Which chart type should I use?
- One or a few series → line chart, direct-labelled at the line ends rather than a legend.
- Many categories → small multiples (faceted lines on a shared axis), not one crowded chart.
- Composition over time → a stacked area only if absolute totals matter; for comparing individual trends, lines beat stacks every time.
Avoid dual y-axes — they let you imply correlations that aren't there.
Step 4: Show uncertainty
A bare line claims a precision your data rarely has. Bootstrap-resample documents within each bin and draw the 95% band:
python
import numpy as np
def band(values, n=1000):
boots = [np.mean(np.random.choice(values, len(values), replace=True))
for _ in range(n)]
return np.percentile(boots, [2.5, 97.5])A trend whose band overlaps a flat line across the whole range is not a trend.
Step 5: Label like a publication, not a notebook
Title states the finding ("Mentions of 'machinery' per million words, 1700-1900"), axes are labelled with units, the source and corpus size sit in a caption, and colour is colour-blind safe. These finishing steps are what separate a credible figure from a screenshot.
Key Takeaways
- Normalise to relative frequency (per million tokens) before plotting — raw counts track text survival.
- Bin by a unit dense enough for stable estimates; state the binning in the caption.
- Smooth and reveal: show the rolling mean and the raw points together.
- Always plot documents-per-bin beside the trend to catch corpus-composition artefacts.
- Use lines for few series, small multiples for many; avoid dual axes and comparison-by-stacked-area.
- Add a bootstrap confidence band so readers can judge the trend's reliability.
- Finish with publication-quality labels, units, source and accessible colour.
Frequently Asked Questions
Should I plot raw counts or relative frequencies?
Almost always relative frequencies (per million words, or as a share). Raw counts mostly track how much text survives from each period, not genuine cultural change.
How do I smooth a noisy trend without lying?
A rolling mean over a few time bins is fine, but always show the underlying points or a confidence band too, and state the window. Heavy smoothing hides the noise that tells readers how much to trust the line.
Why does my trend spike in one specific year?
Usually a corpus composition change — a big document or source joined that year — not a real cultural shift. Plot documents-per-bin alongside the trend to catch it.
Linear or log scale for cultural frequency data?
Use a log y-axis when you care about proportional change or when values span orders of magnitude; use linear for additive comparisons and when zero is meaningful.

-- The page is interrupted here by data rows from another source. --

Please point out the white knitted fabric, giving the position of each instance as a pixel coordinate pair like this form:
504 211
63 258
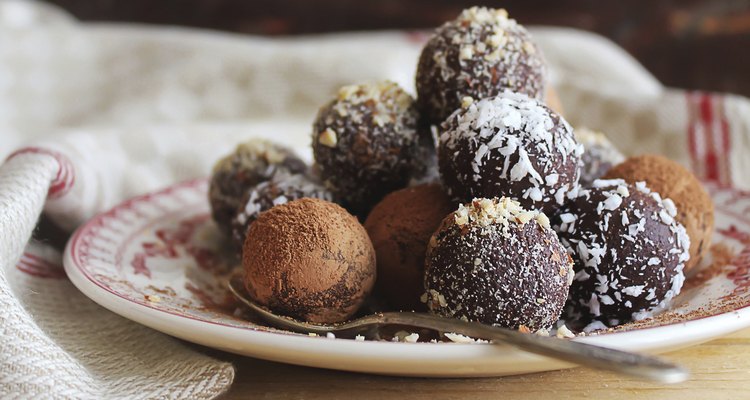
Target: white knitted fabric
114 111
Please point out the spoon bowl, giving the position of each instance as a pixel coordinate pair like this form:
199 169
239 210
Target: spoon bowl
583 354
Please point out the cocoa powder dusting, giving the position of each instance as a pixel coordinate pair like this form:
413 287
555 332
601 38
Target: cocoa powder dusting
400 226
309 259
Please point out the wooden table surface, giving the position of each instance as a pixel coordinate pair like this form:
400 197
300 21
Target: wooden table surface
720 370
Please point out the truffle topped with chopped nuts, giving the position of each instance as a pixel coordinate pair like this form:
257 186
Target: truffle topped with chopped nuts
629 253
366 144
509 145
480 54
251 163
493 261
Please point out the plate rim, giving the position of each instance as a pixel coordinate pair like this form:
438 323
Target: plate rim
150 316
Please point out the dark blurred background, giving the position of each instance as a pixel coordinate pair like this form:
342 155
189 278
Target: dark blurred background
692 44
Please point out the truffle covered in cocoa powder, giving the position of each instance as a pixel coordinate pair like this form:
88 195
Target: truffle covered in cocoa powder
366 143
495 262
251 163
309 259
280 189
695 209
480 54
400 226
629 253
509 145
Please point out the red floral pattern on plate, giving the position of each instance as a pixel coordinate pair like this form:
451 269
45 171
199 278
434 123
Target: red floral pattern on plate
162 251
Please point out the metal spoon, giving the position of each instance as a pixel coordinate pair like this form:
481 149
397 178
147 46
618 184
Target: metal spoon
621 362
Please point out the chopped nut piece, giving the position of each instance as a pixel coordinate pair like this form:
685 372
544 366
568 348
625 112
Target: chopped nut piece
328 138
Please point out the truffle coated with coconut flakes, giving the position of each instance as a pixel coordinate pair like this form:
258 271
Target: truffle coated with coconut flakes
494 262
480 54
282 188
366 143
251 163
509 145
629 253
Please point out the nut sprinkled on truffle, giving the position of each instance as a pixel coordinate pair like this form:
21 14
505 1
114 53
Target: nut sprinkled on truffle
366 144
599 155
480 54
509 145
400 227
495 262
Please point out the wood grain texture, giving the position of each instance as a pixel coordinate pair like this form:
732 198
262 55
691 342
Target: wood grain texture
720 370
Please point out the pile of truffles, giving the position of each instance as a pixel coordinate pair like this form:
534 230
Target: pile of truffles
477 200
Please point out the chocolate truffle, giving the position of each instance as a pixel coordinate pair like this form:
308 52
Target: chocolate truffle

What chart type suits trends over time?
A line chart for one or a few series; small multiples (faceted lines) when comparing many. Avoid stacked areas for comparison — they make individual trends hard to read.
How do I show uncertainty in a trend?
Bootstrap within each time bin and draw the confidence band, or show the raw scatter behind the line. A bare line implies a precision you usually don't have.